Per ora il primo auspicio che mi sentirei di formulare è che il governo che verrà sia da subito riconoscibile come un governo di scopo (che affronti i problemi più urgenti legati alla gestione della pandemia), accompagnando il Paese all’esito naturale di una crisi politica, che sono le elezioni, nel modo più spedito possibile, date le circostanze. Non si sciolgono i nodi di fondo di una democrazia improvvisata come quella italiana con voti presi a prestito. Le lezioni degli ultimi anni sono, da questo punto di vista, eloquenti. Anche un governo di scopo deve tuttavia misurarsi con scelte di natura politica. Non esistono governi tecnici, come gli studiosi non si stancano mai di ricordarci. L’ipocrisia alla lunga non paga, mai. Da qui il secondo auspicio, che quello che viene sia anche un governo che tenga conto di un valore fondamentale: l’equità. Resistere alla tentazione, sempre presente, di far pagare solo a una parte degli italiani il costo di una transizione dolorosa. Ricucire la trama da tempo strappata della solidarietà tra cittadini, tra gruppi sociali, tra aree geografiche del nostro bellissimo e complicato Paese. Guardare, insomma, al modello di Carlo Azeglio Ciampi.

Sul piano strettamente politico questo comporta resistere alla pressione, evidente in alcune tra le reazioni alla convocazione di Draghi al Quirinale, di chi non vede l’ora di chiudere la stagione sfortunata dell’alleanza tra Pd e M5s, vedendo nella caduta del governo Conte il segnale di un ritorno alla normalità: la vittoria finale dei competenti sugli incompetenti, il trionfo della meritocrazia sull’arroganza dei mediocri. Sono questi sentimenti che mal si adattano a una democrazia liberale basata sull’eguale rispetto. L’idea di un’aristocrazia che si autoproclama tale è una pericolosa illusione, che non può che aumentare ulteriormente, e in modo pernicioso, il solco tra istituzioni e società civile, tra classi dirigenti e cittadini. Le aristocrazie europee del passato trovavano la propria legittimazione non nel merito, che spesso lasciava a desiderare, ma nel legame con la terra e con gli interessi di lungo periodo di chi la abita e la coltiva.
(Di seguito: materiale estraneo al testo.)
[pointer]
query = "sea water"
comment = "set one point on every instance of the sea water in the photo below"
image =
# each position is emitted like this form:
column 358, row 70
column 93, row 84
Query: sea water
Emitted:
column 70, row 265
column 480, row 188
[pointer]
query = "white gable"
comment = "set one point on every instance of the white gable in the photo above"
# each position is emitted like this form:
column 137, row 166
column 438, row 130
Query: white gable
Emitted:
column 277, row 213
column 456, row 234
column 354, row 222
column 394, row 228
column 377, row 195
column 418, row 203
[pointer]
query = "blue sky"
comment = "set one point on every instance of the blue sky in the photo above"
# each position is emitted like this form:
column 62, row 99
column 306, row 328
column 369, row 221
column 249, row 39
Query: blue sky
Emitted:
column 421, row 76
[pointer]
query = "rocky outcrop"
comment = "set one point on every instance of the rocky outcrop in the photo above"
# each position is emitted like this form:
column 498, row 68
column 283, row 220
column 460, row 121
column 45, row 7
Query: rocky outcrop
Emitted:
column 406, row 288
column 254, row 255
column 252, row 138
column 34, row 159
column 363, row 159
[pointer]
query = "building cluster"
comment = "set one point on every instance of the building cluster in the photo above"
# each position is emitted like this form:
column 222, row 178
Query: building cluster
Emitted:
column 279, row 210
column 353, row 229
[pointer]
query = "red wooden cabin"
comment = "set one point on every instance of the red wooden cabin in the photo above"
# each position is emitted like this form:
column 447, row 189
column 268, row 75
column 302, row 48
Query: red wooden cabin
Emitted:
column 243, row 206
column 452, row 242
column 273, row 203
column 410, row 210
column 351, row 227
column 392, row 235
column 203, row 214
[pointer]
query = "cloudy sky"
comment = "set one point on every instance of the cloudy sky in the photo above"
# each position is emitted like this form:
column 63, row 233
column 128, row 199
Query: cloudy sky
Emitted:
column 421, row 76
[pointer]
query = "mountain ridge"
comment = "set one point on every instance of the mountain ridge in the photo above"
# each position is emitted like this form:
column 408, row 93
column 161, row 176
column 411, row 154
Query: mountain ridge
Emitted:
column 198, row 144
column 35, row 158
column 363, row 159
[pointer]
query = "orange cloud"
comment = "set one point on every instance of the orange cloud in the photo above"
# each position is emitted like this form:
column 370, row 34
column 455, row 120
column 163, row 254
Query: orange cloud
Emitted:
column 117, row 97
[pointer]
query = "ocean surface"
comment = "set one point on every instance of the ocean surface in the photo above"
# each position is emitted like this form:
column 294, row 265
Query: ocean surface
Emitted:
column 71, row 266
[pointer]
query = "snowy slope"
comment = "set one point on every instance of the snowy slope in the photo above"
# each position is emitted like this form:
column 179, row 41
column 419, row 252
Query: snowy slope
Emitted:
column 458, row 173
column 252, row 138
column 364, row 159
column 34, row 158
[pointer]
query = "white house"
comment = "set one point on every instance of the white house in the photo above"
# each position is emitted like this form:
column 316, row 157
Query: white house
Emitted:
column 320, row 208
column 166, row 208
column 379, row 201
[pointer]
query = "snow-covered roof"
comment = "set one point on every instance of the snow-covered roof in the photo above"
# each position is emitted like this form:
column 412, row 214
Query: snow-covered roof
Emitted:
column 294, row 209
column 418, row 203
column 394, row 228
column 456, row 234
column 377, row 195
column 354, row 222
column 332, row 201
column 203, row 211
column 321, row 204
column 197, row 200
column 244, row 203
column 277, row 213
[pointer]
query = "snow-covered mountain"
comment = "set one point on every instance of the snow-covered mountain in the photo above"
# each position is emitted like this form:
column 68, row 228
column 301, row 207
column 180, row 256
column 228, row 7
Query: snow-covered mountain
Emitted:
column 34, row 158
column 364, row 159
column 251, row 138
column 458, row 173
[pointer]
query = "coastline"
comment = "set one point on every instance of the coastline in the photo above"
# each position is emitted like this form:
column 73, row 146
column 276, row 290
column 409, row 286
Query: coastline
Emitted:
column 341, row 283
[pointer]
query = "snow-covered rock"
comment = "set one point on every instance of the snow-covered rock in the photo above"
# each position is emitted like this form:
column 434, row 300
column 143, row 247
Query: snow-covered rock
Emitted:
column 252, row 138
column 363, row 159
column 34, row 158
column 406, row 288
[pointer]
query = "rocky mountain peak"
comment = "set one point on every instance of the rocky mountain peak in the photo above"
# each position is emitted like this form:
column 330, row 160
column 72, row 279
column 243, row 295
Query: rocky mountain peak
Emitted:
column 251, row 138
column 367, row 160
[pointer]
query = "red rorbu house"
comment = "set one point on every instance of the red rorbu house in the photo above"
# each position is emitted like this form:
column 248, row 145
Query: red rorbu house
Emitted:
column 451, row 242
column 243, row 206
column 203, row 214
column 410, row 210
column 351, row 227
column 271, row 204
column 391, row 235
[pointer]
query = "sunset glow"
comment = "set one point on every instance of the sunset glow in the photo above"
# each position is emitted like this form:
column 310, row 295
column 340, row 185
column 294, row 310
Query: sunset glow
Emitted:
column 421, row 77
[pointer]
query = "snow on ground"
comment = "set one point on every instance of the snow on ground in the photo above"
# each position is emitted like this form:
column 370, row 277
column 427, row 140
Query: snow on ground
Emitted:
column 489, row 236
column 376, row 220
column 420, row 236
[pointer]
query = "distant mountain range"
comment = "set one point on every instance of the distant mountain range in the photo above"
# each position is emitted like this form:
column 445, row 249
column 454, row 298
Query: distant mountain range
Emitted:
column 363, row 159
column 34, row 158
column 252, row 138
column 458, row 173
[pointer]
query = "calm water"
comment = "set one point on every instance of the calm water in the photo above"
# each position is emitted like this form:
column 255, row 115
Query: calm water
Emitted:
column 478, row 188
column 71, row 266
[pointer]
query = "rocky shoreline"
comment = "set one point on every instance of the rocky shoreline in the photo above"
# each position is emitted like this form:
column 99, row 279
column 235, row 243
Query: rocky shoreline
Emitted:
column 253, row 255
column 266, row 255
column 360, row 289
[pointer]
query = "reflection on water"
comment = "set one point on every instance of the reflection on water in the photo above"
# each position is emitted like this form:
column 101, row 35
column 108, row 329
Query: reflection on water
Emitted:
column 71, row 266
Mai questo legame era più evidente agli occhi del popolo che nel corso di una guerra, quando l’aristocrazia forniva i quadri dell’esercito, e mandava i propri figli a morire, se necessario, in difesa degli interessi nazionali. L’ultimo esempio di questo tipo di modello, quello dell’aristocrazia britannica, lo abbiamo visto perire nelle trincee della Prima guerra mondiale. Un mondo finito, che non si può rianimare artificialmente con la retorica meritocratica. Un’aristocrazia di cosmopoliti il cui principale interesse è la mobilità del capitale finanziario non può andare lontano quando entra in conflitto con una parte consistente della popolazione. Questa è la sfida epocale da cui dipende la sostenibilità delle nostre democrazie. Anche in Italia abbiamo tale problema, e non ci sarà soluzione stabile alla nostra crisi fino a quando non avremo ritrovato un equilibrio virtuoso tra la classe dirigente e il resto del Paese. L’alternativa è già davanti ai nostri occhi, e si compiace del proprio successo nel sorriso beffardo degli autocrati, da Riad a Mosca, da Pechino a Budapest. Blandirli non può essere il futuro della democrazia.